Technical Experts comprise a multi-disciplinary group of clinical, content, and methodologic experts who provide input in defining populations, interventions, comparisons, or outcomes as well as identifying particular studies or databases to search. They are selected to provide broad expertise and perspectives specific to the topic under development. Divergent and conflicted opinions are common and perceived as health scientific discourse that results in a thoughtful, relevant systematic review. Therefore study questions, design and/or methodological approaches do not necessarily represent the views of individual technical and content experts. Technical Experts provide information to the EPC to identify literature search strategies and recommend approaches to specific issues as requested by the EPC. Technical Experts do not do analysis of any kind nor contribute to the writing of the report and have not reviewed the report, except as given the opportunity to do so through the peer or public review mechanism

Technical Experts must disclose any financial conflicts of interest greater than $10,000 and any other relevant business or professional conflicts of interest. Because of their unique clinical or content expertise, individuals are invited to serve as Technical Experts and those who present with potential conflicts may be retained. The TOO and the EPC work to balance, manage, or mitigate any potential conflicts of interest identified.

Peer Reviewers

Peer reviewers are invited to provide written comments on the draft report based on their clinical, content, or methodologic expertise. Peer review comments on the preliminary draft of the report are considered by the EPC in preparation of the final draft of the report. Peer reviewers do not participate in writing or editing of the final report or other products. The synthesis of the scientific literature presented in the final report does not necessarily represent the views of individual reviewers. The dispositions of the peer review comments are documented and will, for CERs and Technical briefs, be published three months after the publication of the Evidence report.

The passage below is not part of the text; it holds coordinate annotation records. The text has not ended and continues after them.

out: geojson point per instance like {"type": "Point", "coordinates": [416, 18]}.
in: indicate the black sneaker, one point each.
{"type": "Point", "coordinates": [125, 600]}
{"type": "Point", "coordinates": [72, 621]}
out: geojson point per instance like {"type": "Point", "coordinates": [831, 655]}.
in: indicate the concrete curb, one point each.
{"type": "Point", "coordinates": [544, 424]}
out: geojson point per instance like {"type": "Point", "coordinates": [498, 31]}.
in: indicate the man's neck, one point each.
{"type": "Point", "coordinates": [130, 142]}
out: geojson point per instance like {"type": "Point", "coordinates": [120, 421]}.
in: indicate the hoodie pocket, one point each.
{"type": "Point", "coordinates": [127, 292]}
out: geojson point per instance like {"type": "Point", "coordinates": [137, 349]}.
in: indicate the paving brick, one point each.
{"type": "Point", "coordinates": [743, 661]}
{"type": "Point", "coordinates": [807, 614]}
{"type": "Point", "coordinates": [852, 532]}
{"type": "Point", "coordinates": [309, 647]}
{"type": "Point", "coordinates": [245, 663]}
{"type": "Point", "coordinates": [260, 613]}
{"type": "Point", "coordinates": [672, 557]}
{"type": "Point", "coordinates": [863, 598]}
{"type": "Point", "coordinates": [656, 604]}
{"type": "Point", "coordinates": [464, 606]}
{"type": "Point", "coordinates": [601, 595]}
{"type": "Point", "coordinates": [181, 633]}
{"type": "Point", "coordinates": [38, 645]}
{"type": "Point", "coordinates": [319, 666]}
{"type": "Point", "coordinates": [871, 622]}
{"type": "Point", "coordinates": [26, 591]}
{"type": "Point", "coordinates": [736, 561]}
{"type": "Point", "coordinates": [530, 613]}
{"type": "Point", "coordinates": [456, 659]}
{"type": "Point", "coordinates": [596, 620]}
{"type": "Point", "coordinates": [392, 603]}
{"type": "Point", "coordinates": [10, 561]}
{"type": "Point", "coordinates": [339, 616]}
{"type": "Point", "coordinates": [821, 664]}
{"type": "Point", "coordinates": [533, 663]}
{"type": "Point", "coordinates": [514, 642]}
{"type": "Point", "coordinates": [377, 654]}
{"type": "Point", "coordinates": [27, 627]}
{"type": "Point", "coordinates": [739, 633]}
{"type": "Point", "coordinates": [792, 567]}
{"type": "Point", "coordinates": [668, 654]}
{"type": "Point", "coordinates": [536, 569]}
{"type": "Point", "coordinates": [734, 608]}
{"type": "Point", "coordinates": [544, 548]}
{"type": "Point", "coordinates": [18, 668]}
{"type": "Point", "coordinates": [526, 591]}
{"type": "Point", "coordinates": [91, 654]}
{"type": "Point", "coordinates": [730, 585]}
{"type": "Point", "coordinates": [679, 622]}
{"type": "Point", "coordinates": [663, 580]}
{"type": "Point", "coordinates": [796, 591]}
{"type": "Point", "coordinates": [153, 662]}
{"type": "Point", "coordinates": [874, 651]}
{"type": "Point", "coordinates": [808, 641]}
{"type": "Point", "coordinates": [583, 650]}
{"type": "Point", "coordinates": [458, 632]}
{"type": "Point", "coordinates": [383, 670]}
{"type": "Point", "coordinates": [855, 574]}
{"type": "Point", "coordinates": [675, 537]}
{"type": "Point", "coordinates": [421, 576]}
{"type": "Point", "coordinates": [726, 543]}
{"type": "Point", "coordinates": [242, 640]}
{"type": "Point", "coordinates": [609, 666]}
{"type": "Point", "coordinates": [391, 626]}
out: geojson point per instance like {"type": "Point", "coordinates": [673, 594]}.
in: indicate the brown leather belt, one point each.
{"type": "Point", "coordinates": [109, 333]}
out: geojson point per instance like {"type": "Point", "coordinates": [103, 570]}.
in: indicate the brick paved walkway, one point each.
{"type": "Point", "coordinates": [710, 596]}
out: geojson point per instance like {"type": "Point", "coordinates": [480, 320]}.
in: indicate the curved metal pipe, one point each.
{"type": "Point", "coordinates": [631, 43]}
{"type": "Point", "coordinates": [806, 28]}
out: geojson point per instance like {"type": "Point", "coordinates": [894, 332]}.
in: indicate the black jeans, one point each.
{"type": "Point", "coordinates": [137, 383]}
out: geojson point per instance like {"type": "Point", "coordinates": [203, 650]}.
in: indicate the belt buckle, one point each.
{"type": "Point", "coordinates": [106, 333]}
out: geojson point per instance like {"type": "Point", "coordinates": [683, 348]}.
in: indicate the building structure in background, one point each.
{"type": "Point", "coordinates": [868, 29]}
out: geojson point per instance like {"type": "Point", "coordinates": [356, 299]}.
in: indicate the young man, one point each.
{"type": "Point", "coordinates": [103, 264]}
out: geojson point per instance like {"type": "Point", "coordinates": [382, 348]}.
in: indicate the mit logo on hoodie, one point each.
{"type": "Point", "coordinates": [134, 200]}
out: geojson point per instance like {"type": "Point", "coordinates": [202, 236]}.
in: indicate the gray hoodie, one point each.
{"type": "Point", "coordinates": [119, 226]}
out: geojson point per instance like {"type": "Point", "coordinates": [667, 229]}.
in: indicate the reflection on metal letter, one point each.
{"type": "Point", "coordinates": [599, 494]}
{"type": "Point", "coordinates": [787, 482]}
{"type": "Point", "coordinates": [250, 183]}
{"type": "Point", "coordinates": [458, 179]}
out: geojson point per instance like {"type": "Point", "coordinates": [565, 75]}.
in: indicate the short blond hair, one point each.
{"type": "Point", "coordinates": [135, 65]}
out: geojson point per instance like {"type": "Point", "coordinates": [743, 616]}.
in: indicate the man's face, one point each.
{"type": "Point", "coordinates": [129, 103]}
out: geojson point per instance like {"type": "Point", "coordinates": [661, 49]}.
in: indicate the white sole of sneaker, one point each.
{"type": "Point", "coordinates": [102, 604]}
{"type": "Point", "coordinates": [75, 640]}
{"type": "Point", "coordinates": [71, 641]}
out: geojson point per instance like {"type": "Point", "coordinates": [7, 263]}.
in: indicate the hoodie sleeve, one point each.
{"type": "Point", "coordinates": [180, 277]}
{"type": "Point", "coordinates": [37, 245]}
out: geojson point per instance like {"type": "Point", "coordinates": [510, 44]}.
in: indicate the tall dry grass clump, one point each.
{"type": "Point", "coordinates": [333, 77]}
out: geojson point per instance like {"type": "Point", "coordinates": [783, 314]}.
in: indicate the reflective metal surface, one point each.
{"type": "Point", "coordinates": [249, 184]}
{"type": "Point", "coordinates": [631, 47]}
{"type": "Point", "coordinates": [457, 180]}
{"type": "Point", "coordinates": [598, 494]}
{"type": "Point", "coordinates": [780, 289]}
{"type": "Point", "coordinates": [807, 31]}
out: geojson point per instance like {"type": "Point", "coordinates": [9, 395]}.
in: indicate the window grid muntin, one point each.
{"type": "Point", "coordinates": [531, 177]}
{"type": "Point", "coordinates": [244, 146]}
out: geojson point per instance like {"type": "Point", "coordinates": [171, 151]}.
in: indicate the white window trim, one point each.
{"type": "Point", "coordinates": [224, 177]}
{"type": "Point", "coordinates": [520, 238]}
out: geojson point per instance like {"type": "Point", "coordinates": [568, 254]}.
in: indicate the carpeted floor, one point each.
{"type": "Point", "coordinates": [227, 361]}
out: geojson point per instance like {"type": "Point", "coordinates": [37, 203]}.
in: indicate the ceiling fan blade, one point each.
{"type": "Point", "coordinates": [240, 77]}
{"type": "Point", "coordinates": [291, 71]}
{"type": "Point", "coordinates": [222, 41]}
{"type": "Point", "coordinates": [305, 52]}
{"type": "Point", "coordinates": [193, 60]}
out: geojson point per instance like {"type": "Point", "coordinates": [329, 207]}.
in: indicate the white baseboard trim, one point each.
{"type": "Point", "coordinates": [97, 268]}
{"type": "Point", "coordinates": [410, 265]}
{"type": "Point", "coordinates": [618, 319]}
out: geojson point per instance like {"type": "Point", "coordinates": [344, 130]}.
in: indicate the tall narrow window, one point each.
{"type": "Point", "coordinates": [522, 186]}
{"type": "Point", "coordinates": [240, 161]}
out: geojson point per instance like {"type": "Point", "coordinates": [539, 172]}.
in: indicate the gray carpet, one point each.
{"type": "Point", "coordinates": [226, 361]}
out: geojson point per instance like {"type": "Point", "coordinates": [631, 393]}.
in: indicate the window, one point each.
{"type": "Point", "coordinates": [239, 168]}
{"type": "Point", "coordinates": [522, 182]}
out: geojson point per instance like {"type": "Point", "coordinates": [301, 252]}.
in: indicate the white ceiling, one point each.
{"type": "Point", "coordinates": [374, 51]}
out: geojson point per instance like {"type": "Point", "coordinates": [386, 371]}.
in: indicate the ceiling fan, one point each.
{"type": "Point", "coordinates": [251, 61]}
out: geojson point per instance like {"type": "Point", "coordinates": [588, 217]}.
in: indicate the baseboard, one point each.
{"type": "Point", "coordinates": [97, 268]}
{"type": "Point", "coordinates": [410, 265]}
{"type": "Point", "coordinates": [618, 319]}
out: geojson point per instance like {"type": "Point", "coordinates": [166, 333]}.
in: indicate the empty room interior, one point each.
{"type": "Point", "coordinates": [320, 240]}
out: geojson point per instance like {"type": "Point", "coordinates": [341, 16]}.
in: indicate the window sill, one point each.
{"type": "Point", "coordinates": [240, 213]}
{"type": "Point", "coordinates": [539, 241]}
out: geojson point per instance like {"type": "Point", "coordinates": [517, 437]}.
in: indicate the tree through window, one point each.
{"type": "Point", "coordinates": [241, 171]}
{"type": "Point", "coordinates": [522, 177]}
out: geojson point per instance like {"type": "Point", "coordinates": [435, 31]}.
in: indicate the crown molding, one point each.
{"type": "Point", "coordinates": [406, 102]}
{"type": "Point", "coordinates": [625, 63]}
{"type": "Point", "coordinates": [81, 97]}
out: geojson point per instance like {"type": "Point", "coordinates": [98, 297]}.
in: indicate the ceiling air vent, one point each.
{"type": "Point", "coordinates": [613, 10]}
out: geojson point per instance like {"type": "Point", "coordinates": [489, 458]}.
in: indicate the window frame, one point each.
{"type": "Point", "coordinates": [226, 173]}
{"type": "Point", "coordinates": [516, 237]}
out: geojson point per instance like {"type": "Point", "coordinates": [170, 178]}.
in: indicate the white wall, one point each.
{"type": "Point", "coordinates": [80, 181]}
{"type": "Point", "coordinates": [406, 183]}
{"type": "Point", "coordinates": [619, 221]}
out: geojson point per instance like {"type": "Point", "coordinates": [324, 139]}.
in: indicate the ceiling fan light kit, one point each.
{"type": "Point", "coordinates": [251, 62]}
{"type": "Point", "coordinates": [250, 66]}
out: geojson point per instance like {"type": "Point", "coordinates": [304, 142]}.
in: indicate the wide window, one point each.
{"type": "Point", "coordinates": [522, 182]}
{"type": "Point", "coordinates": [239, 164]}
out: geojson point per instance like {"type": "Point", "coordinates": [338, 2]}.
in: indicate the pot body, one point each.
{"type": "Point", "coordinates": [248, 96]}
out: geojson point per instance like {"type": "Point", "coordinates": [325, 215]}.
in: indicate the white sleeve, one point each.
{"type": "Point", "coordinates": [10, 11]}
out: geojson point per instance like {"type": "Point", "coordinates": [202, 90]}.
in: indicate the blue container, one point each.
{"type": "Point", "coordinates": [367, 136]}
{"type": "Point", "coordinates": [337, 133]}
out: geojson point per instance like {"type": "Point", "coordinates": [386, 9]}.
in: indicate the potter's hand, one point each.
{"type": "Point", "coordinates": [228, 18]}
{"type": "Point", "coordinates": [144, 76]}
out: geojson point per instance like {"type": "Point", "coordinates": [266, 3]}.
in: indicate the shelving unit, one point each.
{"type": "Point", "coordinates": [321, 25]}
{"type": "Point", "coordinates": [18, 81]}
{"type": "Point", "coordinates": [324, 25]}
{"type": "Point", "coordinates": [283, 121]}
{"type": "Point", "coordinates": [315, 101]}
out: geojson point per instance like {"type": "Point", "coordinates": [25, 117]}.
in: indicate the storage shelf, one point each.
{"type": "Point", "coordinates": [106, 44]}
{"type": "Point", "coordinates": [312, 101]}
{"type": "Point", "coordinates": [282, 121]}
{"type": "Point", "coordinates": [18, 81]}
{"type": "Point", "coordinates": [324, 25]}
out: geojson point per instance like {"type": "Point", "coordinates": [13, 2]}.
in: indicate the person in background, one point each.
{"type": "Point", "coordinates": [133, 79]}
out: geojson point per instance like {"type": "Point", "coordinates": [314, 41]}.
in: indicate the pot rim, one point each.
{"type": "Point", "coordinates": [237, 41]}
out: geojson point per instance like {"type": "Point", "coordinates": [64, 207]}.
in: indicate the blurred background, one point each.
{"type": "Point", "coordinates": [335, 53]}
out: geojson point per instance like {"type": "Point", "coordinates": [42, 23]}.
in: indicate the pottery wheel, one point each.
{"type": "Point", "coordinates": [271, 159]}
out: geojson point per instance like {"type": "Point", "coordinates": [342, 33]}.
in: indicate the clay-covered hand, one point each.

Potential Reviewers must disclose any financial conflicts of interest greater than $10,000 and any other relevant business or professional conflicts of interest. Invited Peer Reviewers may not have any financial conflict of interest greater than $10,000. Peer reviewers who disclose potential business or professional conflicts of interest may submit comments on draft reports through the public comment mechanism.

Reference List

1. Agency for Healthcare Research and Quality. Methods guide for effectiveness and comparative effectiveness reviews[Draft]. AHRQ Publication No. 10(11)-EHC063-EF. Available at: /sites/default/files/methods-guide_prepublication-draft_03-2011.pdf. Rockville, MD: AHRQ; 2011.
2. Higgins J, Green S. Language bias. In: Cochrane handbook for systematic reviews of interventions, Wiley Online Library; 2008. Section 10.2.2.4. Available at: http://www.igh.org/Cochrane/tools/Ch10_Reporting.pdf.
3. Wu T, Li Y, Bian Z, et al. Randomized trials published in some Chinese journals: how many are randomized? Trials 2009;10:46 . [PMID: 19573242].
4. Egger M, Zellweger-Zahner T, Schneider M, et al. Language bias in randomised controlled trials published in English and German. Lancet 1997 Aug 2;350(9074):326-9. [PMID: 9251637].